Die Bedeutung dieser Verhandlungen und ihre Auswirkungen auf die Menschen lassen sich anhand einiger Zahlen ermessen: Nach zwei Jahrzehnten neoliberaler Politik, die Lateinamerika eigentlich aus der Unterentwicklung herausführen sollte, lebten Anfang 2000 über 36 Prozent der lateinamerikanischen Bevölkerung in Armut (rund 220 Millionen Menschen). Diese Zahl entspricht der von 1994 und liegt leicht über der von 1980!
Mit gutem Grund also regt sich seit Jahren in den südamerikanischen Ländern der Widerstand gegen die gigantische Freihandelszone: In vielen Regionen des Doppelkontinents wurden – und zwar unter Einbezug Kubas – Organisationen gegründet, nationale Netzwerke aufgebaut, haben Wirtschaftssektoren ihre Verbindungen enger geknüpft, wurden Gegengipfel abgehalten, bei denen Oppositionelle aus unterschiedlichsten Richtungen zusammenfanden und ihren Protest in einem Entwurf für ein „Abkommen zwischen den Völkern Amerikas“ formulierten: „Handel und Investitionen sollen kein Selbstzweck sein, sondern geeignete Mittel, uns zu einer gerechten und nachhaltigen Entwicklung zu führen.“ Mit gutem Grund auch sind die FTAA-Verhandlungen bislang weitgehend diskret und hinter verschlossenen Türen geführt worden.
Dieser Gipfel zählt zweifellos zu den wichtigsten, die Kanada je organisiert hat. Von offizieller Seite erwartet man 9 000 Gäste, die sich in drei zahlenmäßig gleich starke Gruppen aufteilen: die offiziellen Delegationen, die Journalisten und die Polizisten. In Sachen Sicherheit wird alles aufgeboten, was Kanada hat. Die Polizeikräfte, die königliche Gendarmerie und die Sicherheitskräfte von Quebec haben alle Maßnahmen getroffen, um in der örtlichen Bevölkerung ein Gefühl der Belagerung entstehen zu lassen. Eine Palisade von drei Meter Höhe wurde errichtet, die die Bewohner der Altstadt von Quebec in ihrem Viertel einsperrt, sodass sie nur mit einem eigens dafür ausgestellten Ausweis hinaus und hinein kommen. Die Geschäftsleute in diesem Innenstadtbereich werden für ihre Verluste entschädigt, und die Schulen bleiben in der Woche des Gipfeltreffens geschlossen. Die Hotelzimmer und Versammlungsräume in der Oberstadt sind allesamt mit Beschlag belegt. Geschätzte Kosten für die Großveranstaltung: mindestens 70 Millionen Dollar.

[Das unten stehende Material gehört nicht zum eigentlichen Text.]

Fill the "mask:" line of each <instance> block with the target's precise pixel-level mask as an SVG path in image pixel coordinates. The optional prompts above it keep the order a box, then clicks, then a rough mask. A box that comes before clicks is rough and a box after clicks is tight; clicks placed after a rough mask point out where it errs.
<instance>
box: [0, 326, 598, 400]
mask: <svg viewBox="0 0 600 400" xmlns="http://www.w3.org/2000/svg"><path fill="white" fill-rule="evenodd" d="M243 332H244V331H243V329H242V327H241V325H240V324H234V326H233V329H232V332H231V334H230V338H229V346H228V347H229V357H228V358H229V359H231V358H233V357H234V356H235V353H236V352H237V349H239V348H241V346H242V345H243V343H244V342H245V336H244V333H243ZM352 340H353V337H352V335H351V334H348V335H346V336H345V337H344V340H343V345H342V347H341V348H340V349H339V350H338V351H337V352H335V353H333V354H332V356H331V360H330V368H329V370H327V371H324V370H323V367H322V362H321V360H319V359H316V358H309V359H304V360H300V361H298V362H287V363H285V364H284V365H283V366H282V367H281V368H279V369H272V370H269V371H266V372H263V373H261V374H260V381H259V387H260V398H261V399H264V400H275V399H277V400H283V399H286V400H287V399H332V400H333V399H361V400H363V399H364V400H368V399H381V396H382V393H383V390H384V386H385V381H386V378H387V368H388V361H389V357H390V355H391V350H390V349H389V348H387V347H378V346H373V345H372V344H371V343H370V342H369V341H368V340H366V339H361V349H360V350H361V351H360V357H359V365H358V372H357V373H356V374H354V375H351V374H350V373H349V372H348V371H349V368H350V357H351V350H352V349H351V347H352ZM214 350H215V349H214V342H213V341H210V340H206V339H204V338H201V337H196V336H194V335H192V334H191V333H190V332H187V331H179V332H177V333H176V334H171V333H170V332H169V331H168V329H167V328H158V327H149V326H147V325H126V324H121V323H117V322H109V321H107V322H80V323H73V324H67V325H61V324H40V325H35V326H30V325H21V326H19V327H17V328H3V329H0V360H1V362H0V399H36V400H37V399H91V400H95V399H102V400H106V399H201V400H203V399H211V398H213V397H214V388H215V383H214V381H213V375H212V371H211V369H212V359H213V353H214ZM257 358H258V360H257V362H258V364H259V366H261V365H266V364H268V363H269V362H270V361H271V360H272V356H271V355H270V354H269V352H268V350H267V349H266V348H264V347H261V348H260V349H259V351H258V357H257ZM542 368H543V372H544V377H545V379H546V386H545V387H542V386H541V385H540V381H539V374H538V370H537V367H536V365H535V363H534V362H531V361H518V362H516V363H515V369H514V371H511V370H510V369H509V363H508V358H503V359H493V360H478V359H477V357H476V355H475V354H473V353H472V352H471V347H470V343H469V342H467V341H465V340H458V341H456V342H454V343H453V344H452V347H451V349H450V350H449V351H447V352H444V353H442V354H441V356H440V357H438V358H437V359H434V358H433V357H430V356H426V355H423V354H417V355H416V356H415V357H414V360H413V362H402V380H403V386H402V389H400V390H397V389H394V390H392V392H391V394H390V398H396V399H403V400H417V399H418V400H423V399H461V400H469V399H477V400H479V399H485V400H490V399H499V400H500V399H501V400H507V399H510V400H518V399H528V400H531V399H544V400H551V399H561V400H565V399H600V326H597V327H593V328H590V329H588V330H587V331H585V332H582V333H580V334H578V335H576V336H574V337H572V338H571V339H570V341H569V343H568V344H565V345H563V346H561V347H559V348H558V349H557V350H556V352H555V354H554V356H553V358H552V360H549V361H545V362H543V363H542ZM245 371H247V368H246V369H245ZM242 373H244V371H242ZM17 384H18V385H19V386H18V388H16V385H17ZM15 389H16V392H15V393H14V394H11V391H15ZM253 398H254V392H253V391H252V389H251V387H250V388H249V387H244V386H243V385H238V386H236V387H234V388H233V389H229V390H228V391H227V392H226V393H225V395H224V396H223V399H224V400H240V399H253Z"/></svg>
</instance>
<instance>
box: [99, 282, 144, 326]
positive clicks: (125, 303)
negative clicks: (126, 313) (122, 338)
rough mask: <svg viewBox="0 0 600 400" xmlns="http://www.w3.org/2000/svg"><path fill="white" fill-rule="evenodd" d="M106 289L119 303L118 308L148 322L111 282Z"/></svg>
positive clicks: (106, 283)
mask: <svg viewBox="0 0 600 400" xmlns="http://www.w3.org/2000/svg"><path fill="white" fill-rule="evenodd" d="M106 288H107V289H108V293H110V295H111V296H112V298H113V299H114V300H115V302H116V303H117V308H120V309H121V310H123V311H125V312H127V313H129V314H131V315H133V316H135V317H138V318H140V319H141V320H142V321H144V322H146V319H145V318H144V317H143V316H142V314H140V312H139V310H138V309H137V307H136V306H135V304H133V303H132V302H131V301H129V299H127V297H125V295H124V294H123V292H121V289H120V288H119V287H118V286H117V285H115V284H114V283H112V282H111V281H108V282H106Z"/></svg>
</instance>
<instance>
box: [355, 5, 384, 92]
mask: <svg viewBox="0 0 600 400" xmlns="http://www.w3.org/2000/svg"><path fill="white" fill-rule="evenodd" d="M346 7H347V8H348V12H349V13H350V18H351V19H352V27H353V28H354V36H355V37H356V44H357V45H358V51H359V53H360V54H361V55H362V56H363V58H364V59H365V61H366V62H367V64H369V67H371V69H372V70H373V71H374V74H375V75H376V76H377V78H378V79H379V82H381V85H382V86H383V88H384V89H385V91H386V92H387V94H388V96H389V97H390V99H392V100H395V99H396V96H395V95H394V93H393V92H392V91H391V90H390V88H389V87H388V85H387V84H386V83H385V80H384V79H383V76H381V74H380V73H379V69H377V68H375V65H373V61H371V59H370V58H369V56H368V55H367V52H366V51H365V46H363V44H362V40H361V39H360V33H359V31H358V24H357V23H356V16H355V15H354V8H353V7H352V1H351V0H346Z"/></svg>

Von offizieller Seite werden natürlich immer wieder Seattle, Prag, Nizza und Davos bemüht, um diese Maßnahmen zu rechtfertigen. Der Minister für Staatsschutz in Quebec, Serge Ménard, hat die Vorsorge gar so weit getrieben, das Gefängnis von Orsainville räumen und auf einen Schlag 600 Zellen frei machen zu lassen. Vonseiten der Regierung wird gehäuft an die demokratischen und zivilgesellschaftlichen Tugenden der Bürger appelliert und zu Informationsveranstaltungen geladen. So ließ bei einer Veranstaltung am 7. Februar in Ottawa im Ministerium für auswärtige Angelegenheiten der offizielle Vertreter des Premierministers für den Gipfel der drei Amerikas, Marc Lortie, die Teilnehmer wissen, dass man daran denke, eine „Demokratieklausel“ sowohl in die Präambel als auch in den Text der Erklärung einzufügen, die auf dem Gipfel von Quebec zur Verabschiedung ansteht.
Unterdessen hat man aufseiten der Bürgerinitiativen und Gruppen reichlich zu tun, um den Regierenden in Erinnerung zu rufen, dass die Vereinigungs- und Demonstrationsfreiheit zu den Grundrechten gehören. In Quebec hat sich an Ort und Stelle im Zusammenhang mit der Operation Québec Printemps (OQP 2001) eine breite Koalition gebildet, in der sich FTAA-Gegner aus Quebec und Umgebung, aber auch aus Montreal, Toronto und aus ganz Kanada zusammengeschlossen haben.